Doula and activist Ana Rodney is working to change maternal health outcomes for Black women and their babies.
By Jessica Bizik
Photography by Justin Ross
When Ana Rodney sophomore in college, she originally wanted to be a lawyer. But that dream changed after supporting a classmate through an unplanned pregnancy — from the cravings to the hormones and even the delivery itself.
“Witnessing my first childbirth was amazing, terrifying, miraculous and disgusting,” says Ana, who made the rookie mistake of sitting at the end of her friend’s hospital bed before the placenta came out. “But it was also like the world’s best roller coaster. As soon as it was over, I wanted to go again!”
This experience ultimately inspired Ana to become a professional doula and launch a maternal self-care brand called The Rising Mama. However it wasn’t until the premature birth of her own son, Aiden, seven years later that she realized her greater purpose.
During Aiden’s six-month hospital stay, Ana struggled with feelings of helplessness and a lack of autonomy over her own child’s destiny. That’s one reason why she gave him a super-strong nickname: Master of the Universe, which stuck. (And he’s now a happy, healthy, cuddly, almost 5-year-old boy.)
“It was horrible to have to ask for permission to hold or comfort my own child, to change his diaper or give him a bath,” says the Morgan State University alumna, who also holds a master’s degree in Human Service Administration and Family Counseling from the University of Baltimore. “Many parenting rituals we take for granted simply don’t exist in the NICU.”
What does exist is racial bias — in every facet of the medical system. Black babies have the highest rate of premature birth, low birthweight, and fetal demise in our country. And Black women are three to four times more likely to die during or after childbirth.
“Those outcomes cross socioeconomic status, marital status, and education levels. So a Black woman with a doctorate and a six-figure income is still far more likely to die in childbirth than a white woman,” she says. “This isn’t about access or poverty, it’s about racism.”

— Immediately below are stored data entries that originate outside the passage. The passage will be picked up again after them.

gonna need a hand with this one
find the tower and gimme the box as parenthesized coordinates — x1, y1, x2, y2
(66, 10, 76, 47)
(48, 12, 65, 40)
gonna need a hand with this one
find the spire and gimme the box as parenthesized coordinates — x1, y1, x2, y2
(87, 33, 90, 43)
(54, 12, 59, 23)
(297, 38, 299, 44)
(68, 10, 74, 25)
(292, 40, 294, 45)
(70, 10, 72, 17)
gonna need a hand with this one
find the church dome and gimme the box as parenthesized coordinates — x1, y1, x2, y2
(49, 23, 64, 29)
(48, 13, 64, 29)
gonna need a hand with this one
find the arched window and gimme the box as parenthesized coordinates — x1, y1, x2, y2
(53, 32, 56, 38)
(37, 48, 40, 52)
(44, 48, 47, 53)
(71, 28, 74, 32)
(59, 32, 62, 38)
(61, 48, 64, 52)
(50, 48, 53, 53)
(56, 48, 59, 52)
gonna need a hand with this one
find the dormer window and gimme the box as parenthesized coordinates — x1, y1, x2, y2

For example, studies show that doctors don’t accurately interpret high pain scores reported by Black women — perceiving patients who are “too calm” as exhibiting drug-seeking behavior and patients who are “too loud” as overreacting. “No matter which way we behave, we fulfill a racial stereotype and often don’t get the care we need in time,” explains Ana, whose older sister died from complications of a minor gallbladder issue shortly after giving birth.
Today, Ana is on a mission to save lives through MOMCares, her nonprofit organization that supports mothers of color in the NICU with packaged meals, transportation, bedside support and childcare. Ana also advocates on behalf of Black mothers, from the delivery room to the boardroom.

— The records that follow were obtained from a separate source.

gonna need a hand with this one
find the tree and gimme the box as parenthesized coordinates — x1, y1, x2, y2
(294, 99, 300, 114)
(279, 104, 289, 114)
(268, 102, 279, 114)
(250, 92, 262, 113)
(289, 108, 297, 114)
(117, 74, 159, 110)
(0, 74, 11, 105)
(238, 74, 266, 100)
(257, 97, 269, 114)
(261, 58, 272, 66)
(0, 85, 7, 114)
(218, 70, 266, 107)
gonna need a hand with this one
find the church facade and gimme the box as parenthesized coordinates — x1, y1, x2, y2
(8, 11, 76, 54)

“My favorite thing is to go into go into a medical meeting at and say, ‘These are the historical reasons why Black women are dying and it’s your responsibility to fix it,” says the entrepreneur/activist, who also recently testified in Annapolis in support of two maternal health bills that passed earlier this year. Part of the education process, she says, is helping people understand why they should care about this issue.
“These women are our bank tellers, bus drivers, nurses, neighbors, congregation members — and we are losing them at alarming rates. Next time, it might be your child’s favorite preschool teacher or your own best friend from work, who just never comes back from maternity leave,” she continues. “When Black mothers die unnecessarily, we lose an important touchpoints in our community. We lose a piece of ourselves. And that loss has a ripple effect on our whole society.”